Greek default rumours hurt market sentiment in Europe

September 13, 2011 10:22 pm | Updated August 04, 2016 01:46 am IST - PARIS:

European capitals were rife with rumour about an imminent Greek default on its debt and French banks, which hold a major share of that debt suffered as a result, losing as much as 12 per cent, although markets rallied somewhat at the close of trading on Tuesday.

In a bid to calm nervous investors, it was announced that French President Nicolas Sarkozy and German Chancellor Angela Merkel will hold a conference call with Greek Premier George Papandreou on Wednesday to decide on immediate action.

Rumours about a Greek default began to affect markets adversely on Tuesday after it became clear that the country had failed to meet the fiscal goals set out in its EU/IMF bailout.

By French banks moved toward the centre of the European debt storm as growing concerns among investors about their ability to handle a potential Greek default raised the possibility the French government might need to take steps to strengthen the banks' financial positions.

Shares in BNP Paribas and Societe Generale, both globally interconnected French banks considered ‘too big to fail' by the government in Paris, slid as much as 12 per cent, continuing a month-long decline that prompted several government officials to close ranks on Monday in a bid to stop the attacks in the market. However, markets rallied towards the end of the day, with European stocks rising for the first time in three days. The benchmark Stoxx Europe 600 Index rebounded from a two-year low, as banking shares and carmakers advanced.

A gauge of European lenders climbed 2.9 per cent as Societe Generale and Deutsche Bank jumped more than 7 per cent. Bayerische Motoren Werke and Daimler led gains in European carmakers, both increasing more than 2 per cent. Cairn Energy fell 9.5 per cent, for the largest drop on the Stoxx 600, after abandoning its second oil well in less than two months.
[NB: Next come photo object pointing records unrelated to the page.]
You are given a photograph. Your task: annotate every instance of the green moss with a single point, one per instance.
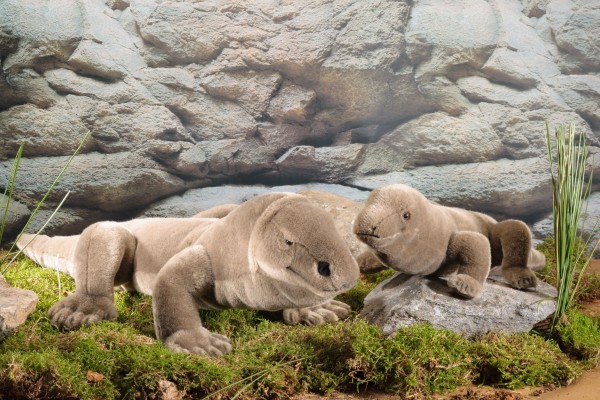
(579, 335)
(270, 359)
(518, 360)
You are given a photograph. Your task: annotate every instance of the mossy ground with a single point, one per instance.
(122, 359)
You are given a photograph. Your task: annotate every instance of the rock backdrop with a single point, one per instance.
(450, 97)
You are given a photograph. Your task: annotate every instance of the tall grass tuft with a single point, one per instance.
(7, 197)
(570, 193)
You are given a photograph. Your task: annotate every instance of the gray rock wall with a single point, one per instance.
(450, 97)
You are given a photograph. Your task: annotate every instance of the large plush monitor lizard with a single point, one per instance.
(275, 252)
(411, 234)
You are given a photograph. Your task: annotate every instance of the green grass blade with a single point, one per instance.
(8, 190)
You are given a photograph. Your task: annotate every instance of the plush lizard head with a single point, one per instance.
(295, 243)
(405, 230)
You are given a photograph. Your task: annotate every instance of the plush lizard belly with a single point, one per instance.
(157, 240)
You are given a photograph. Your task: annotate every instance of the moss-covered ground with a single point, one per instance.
(122, 359)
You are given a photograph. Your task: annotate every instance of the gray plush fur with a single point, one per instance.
(413, 235)
(274, 252)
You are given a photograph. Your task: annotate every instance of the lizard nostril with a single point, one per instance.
(323, 268)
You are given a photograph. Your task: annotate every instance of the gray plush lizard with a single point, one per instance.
(274, 252)
(413, 235)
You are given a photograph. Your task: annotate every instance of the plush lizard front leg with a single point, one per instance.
(513, 239)
(469, 254)
(103, 258)
(330, 311)
(186, 277)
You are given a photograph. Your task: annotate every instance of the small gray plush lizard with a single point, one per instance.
(413, 235)
(275, 252)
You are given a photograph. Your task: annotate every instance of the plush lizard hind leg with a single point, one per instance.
(183, 283)
(103, 259)
(511, 242)
(468, 254)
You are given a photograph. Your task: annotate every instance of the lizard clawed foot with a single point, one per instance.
(77, 310)
(198, 341)
(331, 311)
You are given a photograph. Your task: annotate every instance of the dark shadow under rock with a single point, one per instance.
(404, 300)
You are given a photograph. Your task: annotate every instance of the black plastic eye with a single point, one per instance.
(323, 268)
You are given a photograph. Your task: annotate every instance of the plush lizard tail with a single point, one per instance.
(56, 252)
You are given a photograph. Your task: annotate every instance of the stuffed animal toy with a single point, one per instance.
(275, 252)
(410, 234)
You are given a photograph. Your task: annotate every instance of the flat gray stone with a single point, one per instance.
(15, 307)
(404, 300)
However, worries persist. The French bank governor Christian Noyer said his country's banks “Have the means to face up to it, whatever the Greek scenario.” The Governor also ruled out any plan to nationalise French banks — at least for the moment. French Industry Minister Eric Besson described as “totally premature” even a partial nationalization of French banks, BNP Paribas announced it was getting rid of euro 4 billion of assets and a reduction in force exercise is also planned with over a thousand jobs likely to be axed. Societe Generale, BNP Paribas and Credit Agricole are considered integral actors in the French economy, lending billions of euros to businesses and individuals, and the government has said it will never let them any of them fail. Off the record finance ministry officials have told French journalists that the government is prepared to step in should any of the banks be threatened either by a hostile takeover bid or by the question of recapitalisation.